With different screen sizes there will be different fill rates (more or less pixels) and texture lookups will be different too so that will show some variances.
Just using a 1028x720 backbuffer is the safest to do. The xbox can hardware scale that into ANY resolution or ratio without a single line of code or any perf issues. It will letter box properly and the hardware scaler is very good quality. You cannot claim 1080p support is really the only downside.
If you chose 1020x1080 as your back buffer note that the hardware scaler cannot scale that down to 480i and WILL fail in peer review (well it should if anyone notices)

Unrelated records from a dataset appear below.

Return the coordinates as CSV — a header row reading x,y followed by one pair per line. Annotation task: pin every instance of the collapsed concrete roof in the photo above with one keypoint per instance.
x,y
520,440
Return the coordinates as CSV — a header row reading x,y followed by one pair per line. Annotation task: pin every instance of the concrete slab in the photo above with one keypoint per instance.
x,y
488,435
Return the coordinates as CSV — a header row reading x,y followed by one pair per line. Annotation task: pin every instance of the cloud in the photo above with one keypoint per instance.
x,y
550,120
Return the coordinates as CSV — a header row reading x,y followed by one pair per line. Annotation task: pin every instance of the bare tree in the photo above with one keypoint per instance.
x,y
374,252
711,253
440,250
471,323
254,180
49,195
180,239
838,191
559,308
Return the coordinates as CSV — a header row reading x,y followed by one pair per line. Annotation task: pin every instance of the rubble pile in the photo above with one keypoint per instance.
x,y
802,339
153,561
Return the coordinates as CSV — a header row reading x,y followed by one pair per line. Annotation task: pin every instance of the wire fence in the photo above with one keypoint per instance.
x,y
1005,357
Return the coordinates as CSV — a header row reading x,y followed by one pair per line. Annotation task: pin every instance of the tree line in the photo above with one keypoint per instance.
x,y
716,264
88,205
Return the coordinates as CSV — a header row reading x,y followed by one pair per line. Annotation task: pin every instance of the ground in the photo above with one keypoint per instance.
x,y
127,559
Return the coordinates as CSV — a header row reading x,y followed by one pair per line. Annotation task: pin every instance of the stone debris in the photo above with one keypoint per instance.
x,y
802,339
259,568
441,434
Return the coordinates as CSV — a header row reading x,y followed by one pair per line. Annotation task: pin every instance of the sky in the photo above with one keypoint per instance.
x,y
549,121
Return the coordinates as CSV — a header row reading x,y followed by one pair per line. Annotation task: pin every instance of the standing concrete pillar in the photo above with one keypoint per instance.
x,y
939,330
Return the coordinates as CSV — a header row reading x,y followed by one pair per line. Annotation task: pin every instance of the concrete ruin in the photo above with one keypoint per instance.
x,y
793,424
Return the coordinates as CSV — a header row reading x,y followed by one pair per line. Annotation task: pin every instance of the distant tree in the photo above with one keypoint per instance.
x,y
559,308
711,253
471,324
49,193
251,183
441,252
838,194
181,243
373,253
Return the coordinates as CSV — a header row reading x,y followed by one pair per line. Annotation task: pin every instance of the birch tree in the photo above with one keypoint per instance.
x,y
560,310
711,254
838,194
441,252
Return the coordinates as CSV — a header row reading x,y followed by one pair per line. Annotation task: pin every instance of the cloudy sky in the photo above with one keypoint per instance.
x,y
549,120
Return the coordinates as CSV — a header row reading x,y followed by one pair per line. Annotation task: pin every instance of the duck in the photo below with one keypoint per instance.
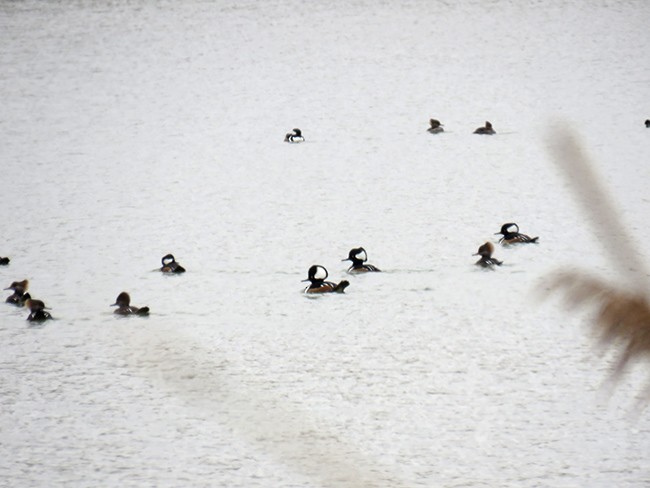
x,y
169,265
436,126
294,137
487,261
511,235
123,302
486,129
358,256
37,311
20,294
317,275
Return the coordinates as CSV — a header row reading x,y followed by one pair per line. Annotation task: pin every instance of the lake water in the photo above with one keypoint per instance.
x,y
133,129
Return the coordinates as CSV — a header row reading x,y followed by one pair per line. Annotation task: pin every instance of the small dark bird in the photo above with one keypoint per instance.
x,y
37,311
20,294
487,261
359,257
486,129
317,275
294,137
169,265
436,127
123,304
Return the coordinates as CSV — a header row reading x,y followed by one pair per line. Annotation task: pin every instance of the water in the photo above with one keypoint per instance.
x,y
130,130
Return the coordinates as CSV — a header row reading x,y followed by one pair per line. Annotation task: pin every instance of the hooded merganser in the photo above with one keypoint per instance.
x,y
169,265
511,235
358,257
317,275
37,311
487,261
295,136
487,129
436,126
123,302
19,295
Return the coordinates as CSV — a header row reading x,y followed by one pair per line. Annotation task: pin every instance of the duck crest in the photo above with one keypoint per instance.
x,y
317,275
510,235
358,257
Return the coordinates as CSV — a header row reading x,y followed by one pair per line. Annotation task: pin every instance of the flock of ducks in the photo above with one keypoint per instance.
x,y
316,275
38,311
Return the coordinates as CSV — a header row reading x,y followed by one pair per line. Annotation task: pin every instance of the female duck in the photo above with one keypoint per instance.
x,y
20,295
169,265
511,235
123,304
486,129
487,261
317,275
294,137
436,127
359,257
37,311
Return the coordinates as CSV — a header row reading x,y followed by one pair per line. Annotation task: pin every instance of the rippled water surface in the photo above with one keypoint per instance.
x,y
134,129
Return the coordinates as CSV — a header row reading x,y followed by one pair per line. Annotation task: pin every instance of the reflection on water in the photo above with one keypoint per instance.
x,y
131,131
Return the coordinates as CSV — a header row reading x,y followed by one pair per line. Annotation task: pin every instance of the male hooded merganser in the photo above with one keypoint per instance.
x,y
358,257
123,302
19,295
511,235
37,311
487,261
295,136
317,275
487,129
169,265
436,126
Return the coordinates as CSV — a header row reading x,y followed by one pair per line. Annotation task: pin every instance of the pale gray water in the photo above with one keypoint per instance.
x,y
133,129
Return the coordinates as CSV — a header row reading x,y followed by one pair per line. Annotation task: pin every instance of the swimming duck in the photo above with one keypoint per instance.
x,y
294,137
487,129
123,302
358,257
169,265
511,235
487,261
19,295
436,126
37,311
317,275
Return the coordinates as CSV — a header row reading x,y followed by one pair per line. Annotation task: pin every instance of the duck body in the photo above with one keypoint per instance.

On WIndows the easiest thing is probably to draw everything to a RenderTarget and then just scale the whole darn thing on one go at the end. See the SpaceWar starterkit for the few lines of code it takes to do that. (All inside #if !XBOX so you dont waste cycles doing it on the 360)
This shouldn't cost you. The scaling is done by he video card.
However, if this does worry you, another option to handle different resolutions is to change the render target to an off screen buffer, render to that, and then draw a square on the screen with the buffer as the texture. More pixels are rendered, but you don't need to do a transform on each vertex.